UNA ANÉCDOTA IMPORTANTE ACERCA DE CALVINO
NOS levantamos al otro día temprano y salimos de Nyón en el mismo trineo en que habíamos llegado.
El camino hasta Ginebra pasa a orillas del lago Leman; pero había una niebla tan espesa que apenas se veía. Este camino debe de ser muy hermoso, pues está rodeado de un sinnúmero de hoteles y jardines.
Hacía un frío inaguantable, que nos obligó a pararnos dos o tres veces y a entrar en las casas a calentarnos las manos y los pies.
Al llegar a Ginebra, un oficial austríaco nos pidió los pasaportes, y al leer el mío me abrazó y me dio dos besos en la mejilla y en la boca. Yo, avergonzado, no sabía qué hacer ni qué decir.
—Te ha tomado por alguna chica disfrazada —me dijo irónicamente Aviraneta.
—Si me besa a mí así…, lo mato —exclamó el bruto de Ganisch.
Fuimos a la posada del Escudo de Ginebra, y al ir a recoger nuestros pasaportes, el comandante de la plaza me dio boleta para ser alojado en una casa de la Treille, que tenía un mirador a este paseo.
La casa era de un señor Cordier. Fui a saludarle, y me lo encontré rodeado de una familia muy simpática. A pesar de esto, tenían todos un aspecto algo extraño y sombrío; aspecto que yo me expliqué cuando supe, tras de una hora de charla, que todos ellos pertenecían a la secta calvinista.

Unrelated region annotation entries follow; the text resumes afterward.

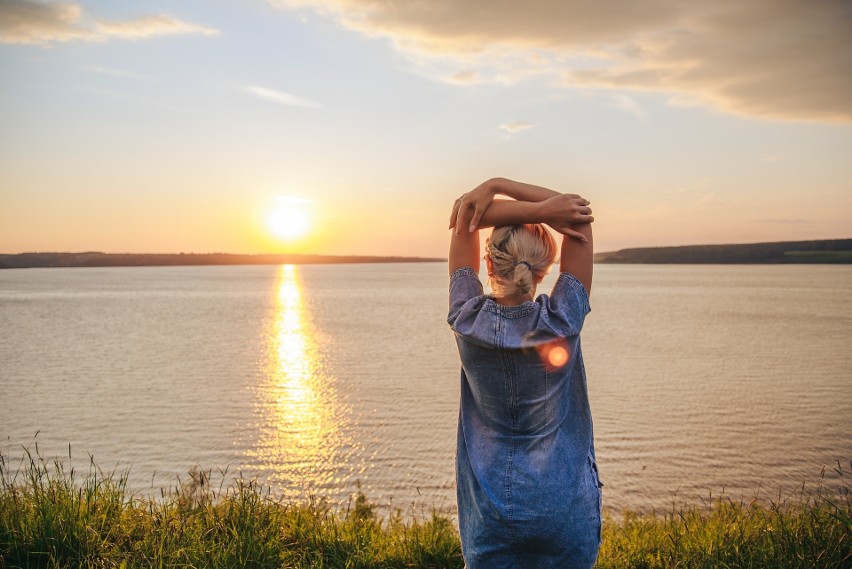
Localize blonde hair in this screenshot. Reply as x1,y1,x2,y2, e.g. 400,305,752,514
485,223,556,297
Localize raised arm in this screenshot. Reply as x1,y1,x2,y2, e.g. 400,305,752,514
449,204,479,275
559,223,594,294
450,178,559,232
450,178,594,240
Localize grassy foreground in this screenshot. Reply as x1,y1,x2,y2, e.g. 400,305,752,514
0,455,852,568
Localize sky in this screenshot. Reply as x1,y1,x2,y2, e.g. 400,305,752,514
0,0,852,256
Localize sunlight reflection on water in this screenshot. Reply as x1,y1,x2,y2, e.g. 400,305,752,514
250,265,342,496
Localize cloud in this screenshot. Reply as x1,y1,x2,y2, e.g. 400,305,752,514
269,0,852,122
84,65,153,81
610,93,647,121
752,218,809,225
243,85,322,108
499,121,535,134
95,15,219,39
0,0,219,47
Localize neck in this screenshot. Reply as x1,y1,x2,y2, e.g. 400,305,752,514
492,288,535,306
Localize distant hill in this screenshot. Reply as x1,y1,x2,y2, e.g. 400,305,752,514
595,239,852,264
0,252,446,269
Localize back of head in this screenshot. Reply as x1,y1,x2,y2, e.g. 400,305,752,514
485,224,556,297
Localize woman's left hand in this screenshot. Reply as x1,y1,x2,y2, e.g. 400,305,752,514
450,182,497,233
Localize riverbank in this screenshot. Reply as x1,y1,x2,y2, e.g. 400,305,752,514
0,455,852,568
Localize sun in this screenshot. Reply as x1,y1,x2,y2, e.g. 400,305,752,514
266,196,311,241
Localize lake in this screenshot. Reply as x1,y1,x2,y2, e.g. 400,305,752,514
0,263,852,516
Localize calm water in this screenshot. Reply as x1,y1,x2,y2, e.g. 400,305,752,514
0,264,852,515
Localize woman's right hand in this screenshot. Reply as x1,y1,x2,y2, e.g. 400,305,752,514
540,194,595,242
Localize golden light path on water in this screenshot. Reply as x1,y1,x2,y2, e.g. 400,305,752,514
253,265,350,497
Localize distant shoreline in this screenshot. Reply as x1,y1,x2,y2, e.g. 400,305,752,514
595,239,852,265
0,239,852,269
0,251,447,269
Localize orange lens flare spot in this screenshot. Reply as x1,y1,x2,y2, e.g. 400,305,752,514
537,340,571,369
547,346,568,367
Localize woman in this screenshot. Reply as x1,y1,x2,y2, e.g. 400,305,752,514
447,178,602,569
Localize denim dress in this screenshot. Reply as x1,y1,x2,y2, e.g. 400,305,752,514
447,267,602,569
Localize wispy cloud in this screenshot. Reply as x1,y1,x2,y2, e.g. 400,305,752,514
95,15,219,39
0,0,219,47
242,85,322,108
498,121,535,134
609,93,648,122
76,87,196,113
752,218,809,225
83,65,154,81
268,0,852,122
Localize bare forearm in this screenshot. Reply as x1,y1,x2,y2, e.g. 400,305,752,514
479,200,545,228
559,223,594,293
486,178,559,202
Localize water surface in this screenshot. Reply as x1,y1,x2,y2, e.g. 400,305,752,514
0,263,852,514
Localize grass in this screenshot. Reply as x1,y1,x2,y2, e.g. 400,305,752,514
0,453,852,568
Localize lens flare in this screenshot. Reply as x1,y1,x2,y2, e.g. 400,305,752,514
547,346,568,367
538,340,571,369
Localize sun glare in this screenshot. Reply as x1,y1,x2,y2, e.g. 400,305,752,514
266,196,311,241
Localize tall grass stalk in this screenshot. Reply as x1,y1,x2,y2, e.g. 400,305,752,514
0,451,852,568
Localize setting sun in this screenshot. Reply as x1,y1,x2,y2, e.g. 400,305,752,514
266,196,311,241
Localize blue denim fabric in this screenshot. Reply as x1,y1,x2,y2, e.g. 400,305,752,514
447,268,602,569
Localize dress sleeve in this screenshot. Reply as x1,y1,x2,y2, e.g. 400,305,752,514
447,267,482,326
548,273,591,336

Realmente, yo no recordaba qué eran los calvinistas, ni quién era Calvino. Sin embargo, tenía alguna idea, e insistiendo en ella vine a dar en la fuente de mis conocimientos acerca de Calvino.
Todos ellos databan de una tía mía muy vieja. Esta señora me contaba que Calvino era un hereje muy malo y muy soberbio; un día le invitaron a un banquete, y un vecino de la mesa le puso en el mantel un poco de sal, otro poco de cal y una copa de vino.
Al acercarse a la mesa el soberbio hereje vio sal, cal y vino: Sal Calvino; y, furioso, se marchó.
Como ni mi tía ni yo sabíamos de qué país era Calvino, ni qué lengua hablaba, dábamos como seguro que entendió la alusión de la mesa.
En tan importante anécdota estaban condensados todos mis conocimientos acerca de Calvino.
Al ir a despedirme de la familia de Cordier se presentó un señor suizo, casado con una inglesa. Este matrimonio, que vivía en una villa del lago Leman, conocía a madama Staël y a lord Byron.
Hablaron de ellos, y luego, del vizconde de Chateaubriand y de la literatura de la época.
Pasamos la velada agradablemente en casa de los calvinistas.
¡Qué sorpresa hubiera tenido mi tía, si viviera, al saber que yo había encontrado amables y buenas personas a los discípulos de aquel hereje, a quien habían tenido que poner en la mesa sal, cal y vino para que se marchara!
Al salir del hotel de monsieur Cordier y llegar a casa me encontré con una escena desagradable. Eugenio y Ganisch gritaban y se insultaban ferozmente. Por lo que dijeron, habían dado varias vueltas por el pueblo; luego se embarcaron en el lago, donde estuvieron a punto de zozobrar, y acabaron por reñir.